A Health Care System That You Might Actually Like Isn't as Far off as It Seems
More than 2,000 doctors across the United States have endorsed a detailed proposal for transforming America’s broken for-profit health care system into a publicly funded, universal model that would knock down all barriers to treatment.
Just published in the American Journal of Public Health by a 39-member Working Group on Single-Payer Program Design, and signed by a growing number of physicians and medical students, the proposal takes a hard look at just how effectively the Affordable Care Act has delivered on President Barack Obama’s declaration last year that “health care is not a privilege for a few, but a right for all.”

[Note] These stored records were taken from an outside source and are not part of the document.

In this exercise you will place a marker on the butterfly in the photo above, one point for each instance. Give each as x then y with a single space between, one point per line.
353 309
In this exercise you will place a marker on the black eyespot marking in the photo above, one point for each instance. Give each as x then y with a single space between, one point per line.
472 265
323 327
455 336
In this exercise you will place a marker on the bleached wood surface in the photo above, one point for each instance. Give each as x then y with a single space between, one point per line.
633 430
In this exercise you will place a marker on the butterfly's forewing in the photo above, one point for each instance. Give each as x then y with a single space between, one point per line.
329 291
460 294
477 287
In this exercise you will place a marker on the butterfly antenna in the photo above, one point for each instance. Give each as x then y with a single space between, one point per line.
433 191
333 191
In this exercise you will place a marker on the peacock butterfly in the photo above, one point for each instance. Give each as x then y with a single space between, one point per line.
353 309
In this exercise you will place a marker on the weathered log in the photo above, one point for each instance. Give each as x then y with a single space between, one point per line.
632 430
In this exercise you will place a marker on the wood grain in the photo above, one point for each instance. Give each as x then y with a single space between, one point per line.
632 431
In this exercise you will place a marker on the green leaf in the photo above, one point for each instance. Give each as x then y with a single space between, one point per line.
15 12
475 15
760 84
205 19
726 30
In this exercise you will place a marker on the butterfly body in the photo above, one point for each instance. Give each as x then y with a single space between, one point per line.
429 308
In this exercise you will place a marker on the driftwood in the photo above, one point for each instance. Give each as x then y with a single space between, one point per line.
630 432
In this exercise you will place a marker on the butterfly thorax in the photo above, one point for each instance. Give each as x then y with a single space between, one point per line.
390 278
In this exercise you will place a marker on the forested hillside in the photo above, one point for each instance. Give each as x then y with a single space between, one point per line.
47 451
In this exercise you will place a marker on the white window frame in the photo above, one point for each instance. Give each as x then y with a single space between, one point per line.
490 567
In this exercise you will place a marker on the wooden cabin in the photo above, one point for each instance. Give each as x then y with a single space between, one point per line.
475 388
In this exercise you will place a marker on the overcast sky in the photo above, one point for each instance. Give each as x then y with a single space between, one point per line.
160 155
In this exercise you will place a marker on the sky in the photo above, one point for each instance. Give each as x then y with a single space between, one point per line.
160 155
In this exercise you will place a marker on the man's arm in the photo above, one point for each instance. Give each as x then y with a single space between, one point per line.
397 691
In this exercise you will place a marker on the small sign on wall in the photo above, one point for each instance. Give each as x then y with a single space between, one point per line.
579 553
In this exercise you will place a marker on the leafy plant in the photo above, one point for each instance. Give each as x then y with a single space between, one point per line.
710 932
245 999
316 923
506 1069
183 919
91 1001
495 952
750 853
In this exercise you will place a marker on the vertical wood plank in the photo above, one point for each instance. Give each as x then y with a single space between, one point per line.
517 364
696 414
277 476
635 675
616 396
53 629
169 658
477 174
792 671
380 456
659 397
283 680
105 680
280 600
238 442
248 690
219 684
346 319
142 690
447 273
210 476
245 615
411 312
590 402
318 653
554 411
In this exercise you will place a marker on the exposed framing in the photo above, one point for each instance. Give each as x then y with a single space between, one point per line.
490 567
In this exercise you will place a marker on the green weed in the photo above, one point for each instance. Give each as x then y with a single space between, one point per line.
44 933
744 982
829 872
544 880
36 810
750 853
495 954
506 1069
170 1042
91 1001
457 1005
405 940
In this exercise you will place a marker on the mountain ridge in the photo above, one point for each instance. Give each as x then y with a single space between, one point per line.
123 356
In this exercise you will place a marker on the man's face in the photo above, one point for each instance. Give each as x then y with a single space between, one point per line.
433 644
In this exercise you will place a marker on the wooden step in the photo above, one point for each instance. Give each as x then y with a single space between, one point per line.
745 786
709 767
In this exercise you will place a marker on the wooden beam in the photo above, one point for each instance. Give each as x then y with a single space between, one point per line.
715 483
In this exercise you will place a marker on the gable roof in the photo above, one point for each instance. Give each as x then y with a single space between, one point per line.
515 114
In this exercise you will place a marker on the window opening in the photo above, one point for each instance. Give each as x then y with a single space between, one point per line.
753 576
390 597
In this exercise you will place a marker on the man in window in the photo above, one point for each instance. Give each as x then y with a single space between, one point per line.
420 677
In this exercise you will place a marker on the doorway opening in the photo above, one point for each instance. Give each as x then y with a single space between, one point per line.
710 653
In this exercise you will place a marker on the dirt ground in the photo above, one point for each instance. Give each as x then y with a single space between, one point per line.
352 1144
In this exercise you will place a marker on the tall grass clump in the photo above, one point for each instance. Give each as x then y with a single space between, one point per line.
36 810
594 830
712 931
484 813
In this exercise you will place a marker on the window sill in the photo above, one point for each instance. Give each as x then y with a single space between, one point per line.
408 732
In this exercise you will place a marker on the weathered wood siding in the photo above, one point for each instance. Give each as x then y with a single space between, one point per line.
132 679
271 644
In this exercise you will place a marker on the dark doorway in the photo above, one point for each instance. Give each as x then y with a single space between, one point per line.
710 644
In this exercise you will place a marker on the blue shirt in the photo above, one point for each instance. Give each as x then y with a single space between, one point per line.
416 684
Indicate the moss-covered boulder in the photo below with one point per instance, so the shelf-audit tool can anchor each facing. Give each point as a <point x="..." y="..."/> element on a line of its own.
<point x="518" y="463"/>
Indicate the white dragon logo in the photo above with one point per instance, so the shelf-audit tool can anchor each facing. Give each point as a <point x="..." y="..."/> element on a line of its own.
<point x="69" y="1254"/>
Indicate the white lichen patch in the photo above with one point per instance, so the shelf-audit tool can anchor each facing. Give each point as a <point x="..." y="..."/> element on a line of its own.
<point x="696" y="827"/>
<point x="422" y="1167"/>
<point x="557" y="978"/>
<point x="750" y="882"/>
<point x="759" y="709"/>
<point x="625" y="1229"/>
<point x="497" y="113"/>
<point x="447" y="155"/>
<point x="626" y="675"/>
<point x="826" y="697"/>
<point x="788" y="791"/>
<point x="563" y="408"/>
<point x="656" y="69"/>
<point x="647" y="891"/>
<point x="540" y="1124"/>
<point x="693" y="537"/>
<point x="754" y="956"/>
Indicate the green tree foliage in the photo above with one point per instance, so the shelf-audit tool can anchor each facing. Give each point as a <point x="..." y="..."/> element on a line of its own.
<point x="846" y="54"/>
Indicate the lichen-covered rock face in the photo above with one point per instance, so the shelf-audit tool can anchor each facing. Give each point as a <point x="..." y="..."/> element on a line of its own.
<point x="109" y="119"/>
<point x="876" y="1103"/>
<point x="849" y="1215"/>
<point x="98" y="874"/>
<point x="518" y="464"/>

“The U.S continues to spend strikingly more on health care than other industrialized nations, while our health outcomes lag behind,” the doctors conclude. “Even with the ACA fully implemented, an estimated twenty-seven million will remain uninsured, while many more face rising copayments and deductibles that compromise access to care and leave them vulnerable to ruinous medical bills.”
In fact, a poll jointly released earlier this year by the Kaiser Family Foundation and the New York Times found that one in five insured people in the United States reports having difficulty paying medical bills.
In light of these failures, the doctors argue that we face a “historic crossroads” in the American health care system: “One way would take us further down the path laid out by the ACA: down this road, millions of Americans remain uninsured, underinsurance grows, costs rise, and inefficiency and the search for profits are abetted. An alternative, market-based route, favored by conservative political leaders but not, according to surveys, by the public, would roll back the ACA’s expansion of coverage, degrade Medicare and Medicaid, and reward entrepreneurs at the expense of patients.”
Instead, the doctors offer a “third path”: a single-payer National Health Program (NHP) that would be funded almost entirely by already-existing government health funds, in addition to some new taxes that the doctors say would be “offset by savings in premiums and out-of-pocket costs.” Their plan has been updated from a 2003 proposal to speak to the nuances of the modern medical system under the ACA.
According to the proposal, all resident of the United States—including undocumented people—would receive an NHP card “entitling them to care at any hospital or doctor’s office,” explains a fact sheet on the proposal released by the advocacy organization Physicians for a National Health Program. “Medical bills for covered services would generally be eliminated, although the NHP might seek reimbursement from other national health insurance systems for care provided to tourists who fall ill while visiting the U.S.”
The doctors estimate that this plan would save more than $400 billion a year by doing away with the massive overhead of private insurers, as well as the mountains of paperwork that hospitals and doctors are currently required to complete. The elimination of this waste would free up the funds to provide full coverage of prescription drugs, dental and long-term care.
The doctors’ recommendations come in the midst of a renewed debate over health care, as presidential hopeful Bernie Sanders calls for a single-payer, universal system and rival Hillary Clinton repeatedly criticizes this plan from the right while calling for the preservation of the ACA.
“Nobody is talking about getting rid of the ACA without, at the same time, putting something in its place—single payer,” Dr. Adam Gaffney, a pulmonary disease and critical care specialist who co-chairs of the working group that drafted the proposal, told AlterNet. “I would say that there is no clear way to build on the ACA through universal health care. There were 29 million people uninsured last year, 39 million under-insured. There’s a lot of inefficiency in our health care system.”
“The discourse around health care has changed, and that is powerful,” Gaffney continued. “People are talking about single payer in ways they weren’t before. The ACA is fully implemented and what we have is what we’re going to get. The problems we’re talking about—with the un-insured and under-insured—are not going away. Whoever is elected in 2016 will have to face these problems.”